In general a "smart home" refers to a house, apartment, or neighborhood that is equipped with some combination of a broadband connection, fiber-optic cables, and a wirelessnetwork. The network can ferry data and video signals around a home through phone and power lines and over radio frequencies, allowing the owner to check on it via the Internet (even from work or while out of town). Everything from the oven to the air conditioner to the security alarm can be controlled with a universal remote control device and a TV screen or PC monitor display. Using a menu on the display, the owner can set the room temperature or use a remote camera to see who is at the front door.

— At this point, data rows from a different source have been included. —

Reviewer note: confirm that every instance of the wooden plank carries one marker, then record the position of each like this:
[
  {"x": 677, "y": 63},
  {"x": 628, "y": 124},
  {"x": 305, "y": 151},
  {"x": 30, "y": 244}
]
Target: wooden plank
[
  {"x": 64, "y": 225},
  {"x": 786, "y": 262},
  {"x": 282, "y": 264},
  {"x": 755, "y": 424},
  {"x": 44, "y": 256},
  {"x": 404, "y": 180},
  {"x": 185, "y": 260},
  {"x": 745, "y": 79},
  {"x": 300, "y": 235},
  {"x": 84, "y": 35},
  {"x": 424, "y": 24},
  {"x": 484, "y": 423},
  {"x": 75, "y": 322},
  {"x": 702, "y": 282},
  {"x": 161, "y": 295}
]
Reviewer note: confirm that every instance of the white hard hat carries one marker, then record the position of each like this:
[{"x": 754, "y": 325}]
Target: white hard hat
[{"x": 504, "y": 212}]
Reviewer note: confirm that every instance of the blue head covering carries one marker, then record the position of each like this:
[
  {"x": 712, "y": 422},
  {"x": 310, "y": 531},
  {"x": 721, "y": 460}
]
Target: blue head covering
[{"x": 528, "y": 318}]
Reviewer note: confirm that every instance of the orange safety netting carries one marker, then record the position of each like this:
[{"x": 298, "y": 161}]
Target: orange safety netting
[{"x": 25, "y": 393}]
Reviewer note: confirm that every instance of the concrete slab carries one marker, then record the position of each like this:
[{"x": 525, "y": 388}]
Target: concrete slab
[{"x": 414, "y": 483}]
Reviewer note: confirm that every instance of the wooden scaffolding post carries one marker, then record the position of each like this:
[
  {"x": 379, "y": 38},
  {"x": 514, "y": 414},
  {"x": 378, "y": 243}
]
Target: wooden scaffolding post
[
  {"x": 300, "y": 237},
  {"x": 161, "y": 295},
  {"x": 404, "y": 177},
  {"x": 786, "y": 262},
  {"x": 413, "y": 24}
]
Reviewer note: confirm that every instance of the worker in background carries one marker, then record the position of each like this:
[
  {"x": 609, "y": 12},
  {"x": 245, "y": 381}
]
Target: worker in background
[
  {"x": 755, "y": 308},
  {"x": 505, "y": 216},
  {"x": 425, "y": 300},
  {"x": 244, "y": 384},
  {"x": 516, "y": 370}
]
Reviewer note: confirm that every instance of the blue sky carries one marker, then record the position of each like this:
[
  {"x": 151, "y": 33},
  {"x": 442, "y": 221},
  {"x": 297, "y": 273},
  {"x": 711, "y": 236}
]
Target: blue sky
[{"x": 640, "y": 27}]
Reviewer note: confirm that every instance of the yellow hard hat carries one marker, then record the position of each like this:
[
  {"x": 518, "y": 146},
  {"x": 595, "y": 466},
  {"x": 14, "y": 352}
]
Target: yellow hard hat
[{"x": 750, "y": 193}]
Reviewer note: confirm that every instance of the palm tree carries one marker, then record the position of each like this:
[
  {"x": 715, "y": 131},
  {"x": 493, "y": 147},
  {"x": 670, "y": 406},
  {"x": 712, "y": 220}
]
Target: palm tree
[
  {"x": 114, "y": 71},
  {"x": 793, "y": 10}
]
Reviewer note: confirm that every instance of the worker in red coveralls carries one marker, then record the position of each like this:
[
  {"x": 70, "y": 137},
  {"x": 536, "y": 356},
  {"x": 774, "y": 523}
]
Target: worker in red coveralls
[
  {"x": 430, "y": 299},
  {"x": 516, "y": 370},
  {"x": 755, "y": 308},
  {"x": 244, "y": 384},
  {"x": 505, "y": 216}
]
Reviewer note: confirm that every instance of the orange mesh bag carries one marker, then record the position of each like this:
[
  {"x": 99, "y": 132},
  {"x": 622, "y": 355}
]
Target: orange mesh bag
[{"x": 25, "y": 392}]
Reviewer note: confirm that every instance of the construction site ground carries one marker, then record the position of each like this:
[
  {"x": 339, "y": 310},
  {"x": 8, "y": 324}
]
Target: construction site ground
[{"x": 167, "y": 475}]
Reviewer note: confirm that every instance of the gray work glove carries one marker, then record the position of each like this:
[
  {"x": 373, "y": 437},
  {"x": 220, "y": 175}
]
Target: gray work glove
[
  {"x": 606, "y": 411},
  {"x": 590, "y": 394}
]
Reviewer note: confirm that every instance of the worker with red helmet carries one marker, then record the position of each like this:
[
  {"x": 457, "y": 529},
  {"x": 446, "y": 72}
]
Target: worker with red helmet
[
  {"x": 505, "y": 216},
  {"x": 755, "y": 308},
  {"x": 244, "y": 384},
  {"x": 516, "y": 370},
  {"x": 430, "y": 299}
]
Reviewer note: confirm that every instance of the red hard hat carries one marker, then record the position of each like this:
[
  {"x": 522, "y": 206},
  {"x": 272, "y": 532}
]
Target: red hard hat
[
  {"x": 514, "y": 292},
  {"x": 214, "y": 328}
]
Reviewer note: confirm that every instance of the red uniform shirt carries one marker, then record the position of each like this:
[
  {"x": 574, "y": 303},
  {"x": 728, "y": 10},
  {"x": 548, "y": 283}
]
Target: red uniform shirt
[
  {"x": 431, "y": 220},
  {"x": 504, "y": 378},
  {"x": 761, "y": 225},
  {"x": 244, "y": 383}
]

Other examples of smart home monitoring devices include the following: a wireless on/off power sensor to monitor the flow of electricity to critical machines and appliances; a temperature sensor installed to monitor anything from a child's room to a food storage container; an acoustic sensor that alerts you to sounds of breaking glass or alarms elsewhere in the house; a water sensor installed to avoid water damage from leaky pipes or broken hoses; and no smart home would be complete without a door and window sensor that notifies you of break-ins. Companies that provide smart-home installation say it is quick, affordable, scaleable, and not dependent on additional wiring (because it is either wireless (WAP) or can be implemented on existing wires, such as CAT5 or coaxial cable).
The notion of a "digital lifestyle" refers to the everyday habit of using digital music, video, and photos and moving it between computers, TVs, and handheld devices.